September 5, 2013 | Alumni
September 4, 2013
Martin L. Gross, a writer whose books criticizing government spending and taxation became best sellers in the 1990s and were embraced more recently by supporters of the Tea Party, died on Aug. 21 in Ocala, Fla. He was 88.
His death was confirmed by his daughter Amie. No cause was given.
Mr. Gross was a newspaper reporter, edited small magazines, and wrote books critical of psychiatry, psychotherapy and the medical care system before he took aim at the federal government in 1992, finding it a swamp of bureaucratic waste and political corruption in the book “The Government Racket: Washington Waste from A to Z.”
The book found a receptive audience, appealing to fiscal conservatives and libertarians in the same year that Ross Perot drew surprising support in his third-party bid for president by arguing against government bloat.
Senator John McCain sometimes carried the book with him and mentioned it in public, and by the late summer of 1992 it had jumped onto national best-seller lists. Mr. Gross was invited to testify before Congressional committees.
“There used to be a very efficient federal government,” he said in a 1992 interview on C-Span, referring to what he called the “small lean machine” of President Franklin D. Roosevelt. “It’s been invaded by theorists, academicians, spendthrifts, congressmen who want to spend money.”

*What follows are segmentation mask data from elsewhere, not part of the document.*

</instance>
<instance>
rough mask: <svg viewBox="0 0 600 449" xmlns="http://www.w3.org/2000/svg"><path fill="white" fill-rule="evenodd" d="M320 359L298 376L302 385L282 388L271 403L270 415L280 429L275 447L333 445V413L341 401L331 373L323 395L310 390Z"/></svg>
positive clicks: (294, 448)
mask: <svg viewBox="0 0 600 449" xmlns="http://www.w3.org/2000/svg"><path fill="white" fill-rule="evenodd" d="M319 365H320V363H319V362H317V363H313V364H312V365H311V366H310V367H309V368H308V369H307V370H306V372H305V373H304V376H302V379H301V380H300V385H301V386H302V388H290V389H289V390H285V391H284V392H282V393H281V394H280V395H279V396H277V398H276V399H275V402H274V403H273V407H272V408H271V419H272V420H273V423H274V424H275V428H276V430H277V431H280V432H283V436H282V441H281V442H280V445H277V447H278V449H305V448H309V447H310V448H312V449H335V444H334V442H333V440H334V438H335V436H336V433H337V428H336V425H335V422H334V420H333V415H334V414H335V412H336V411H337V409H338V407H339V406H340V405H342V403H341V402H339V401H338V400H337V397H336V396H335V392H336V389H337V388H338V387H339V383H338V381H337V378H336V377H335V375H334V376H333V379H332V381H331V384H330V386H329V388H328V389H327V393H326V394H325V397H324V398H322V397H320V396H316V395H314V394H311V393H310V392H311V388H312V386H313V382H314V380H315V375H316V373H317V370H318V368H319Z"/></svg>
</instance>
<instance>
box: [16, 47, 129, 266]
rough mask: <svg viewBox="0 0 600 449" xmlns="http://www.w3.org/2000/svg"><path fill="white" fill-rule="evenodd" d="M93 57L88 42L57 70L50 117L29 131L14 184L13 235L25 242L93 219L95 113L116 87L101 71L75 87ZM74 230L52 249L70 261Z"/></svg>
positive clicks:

Mr. Gross advocated what he called “a peaceful revolution, a velvet revolution.” But, he added, “the people have to become outraged enough.”

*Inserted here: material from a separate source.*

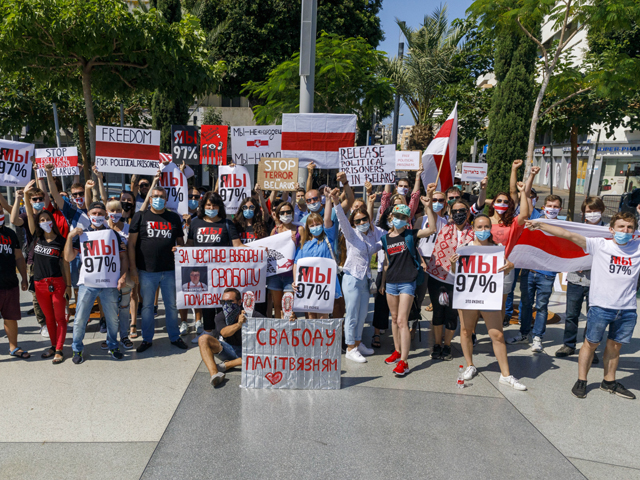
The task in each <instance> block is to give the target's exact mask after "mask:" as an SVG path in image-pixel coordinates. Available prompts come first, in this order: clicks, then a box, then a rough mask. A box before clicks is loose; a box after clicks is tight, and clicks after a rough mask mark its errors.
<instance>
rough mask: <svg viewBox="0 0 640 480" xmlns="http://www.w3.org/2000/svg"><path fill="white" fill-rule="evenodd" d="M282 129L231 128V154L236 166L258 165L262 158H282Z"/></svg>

“We got outraged against the Soviet and we won,” he added. “We have to get outraged against the next enemy, which is Washington, D.C. We’ve got to do what Jefferson wanted us to do, which is return government to the people.”

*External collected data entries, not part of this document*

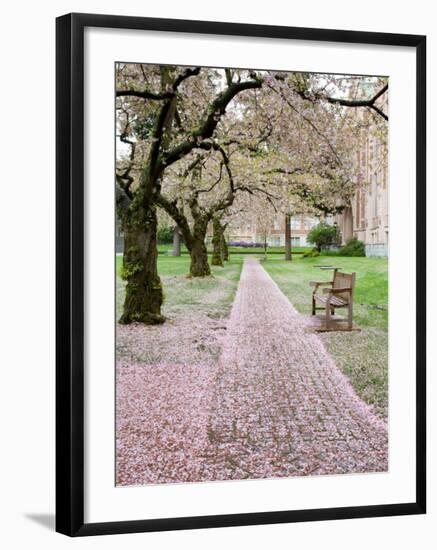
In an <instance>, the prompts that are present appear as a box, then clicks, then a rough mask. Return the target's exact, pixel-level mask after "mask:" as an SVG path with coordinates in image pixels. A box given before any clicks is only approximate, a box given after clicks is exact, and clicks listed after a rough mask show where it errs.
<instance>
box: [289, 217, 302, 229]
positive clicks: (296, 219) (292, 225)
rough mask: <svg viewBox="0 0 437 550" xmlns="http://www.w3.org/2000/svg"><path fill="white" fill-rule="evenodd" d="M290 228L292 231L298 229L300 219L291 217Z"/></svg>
mask: <svg viewBox="0 0 437 550" xmlns="http://www.w3.org/2000/svg"><path fill="white" fill-rule="evenodd" d="M291 227H292V229H299V228H300V218H296V217H293V218H291Z"/></svg>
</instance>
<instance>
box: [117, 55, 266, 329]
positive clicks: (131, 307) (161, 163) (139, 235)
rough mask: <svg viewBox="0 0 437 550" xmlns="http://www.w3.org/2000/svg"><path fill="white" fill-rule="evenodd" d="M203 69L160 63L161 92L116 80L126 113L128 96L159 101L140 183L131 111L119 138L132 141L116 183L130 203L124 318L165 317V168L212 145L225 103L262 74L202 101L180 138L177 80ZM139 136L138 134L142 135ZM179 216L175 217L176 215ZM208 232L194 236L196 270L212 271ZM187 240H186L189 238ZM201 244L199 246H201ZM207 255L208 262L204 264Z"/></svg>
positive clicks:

Two years later he was back with another best seller, “The Tax Racket,” in which he argued for eliminating the Internal Revenue Service.
Mr. Gross, who also wrote novels, stopped writing for several years before returning in 2009 with “National Suicide: How Washington Is Destroying the American Dream From A to Z.” The book arrived just as the Tea Party was gaining in popularity, and Mr. Gross, well into his 80s, became a guest on conservative television and radio shows.
“He was writing what he had always written,” said Tom Colgan, Mr. Gross’s editor at Penguin, which published “National Suicide.” “The market came to him. He didn’t go to the market.”
Martin Louis Gross was born on Aug. 15, 1925, and grew up poor in the Bronx. He said in interviews that his father had been a semiprofessional boxer and that his family had managed a laundry.
He received a bachelor’s degree in electrical engineering from the City College of New York and worked for a time in advertising. He spent many years as a freelance newspaper and magazine writer before he began writing books, including “The Doctors,” in 1966, which argued that medical care in America was failing, and “The Psychological Society,” in 1978.
Mr. Gross was an active Democrat in the 1950s and 1960s, volunteering for the presidential campaigns of Adlai Stevenson and John F. Kennedy. He founded the magazine Intellectual Digest in 1970 and was later the editor of Book Digest.
In addition to his daughter Amie, his survivors include another daughter, Ellen Tracey Gross, and two grandchildren.
Critics accused Mr. Gross of being loose with numbers and statistics. They said that while he wrote about important topics, he frequently glossed over details or made unsubstantiated arguments that individual examples reflected wider truths.
“Such extrapolations can be hazardous,” Harold M. Schmeck Jr. wrote in The New York Times in a review of “The Doctors” in 1967.
Mr. Gross accused his critics of being sympathetic to the institutions he criticized.
In an interview with People magazine in 1993, he said of his audiences: “I am their hero.
I always know what people need and why, because I’m Mr. Joe Sixpack with a good brain.”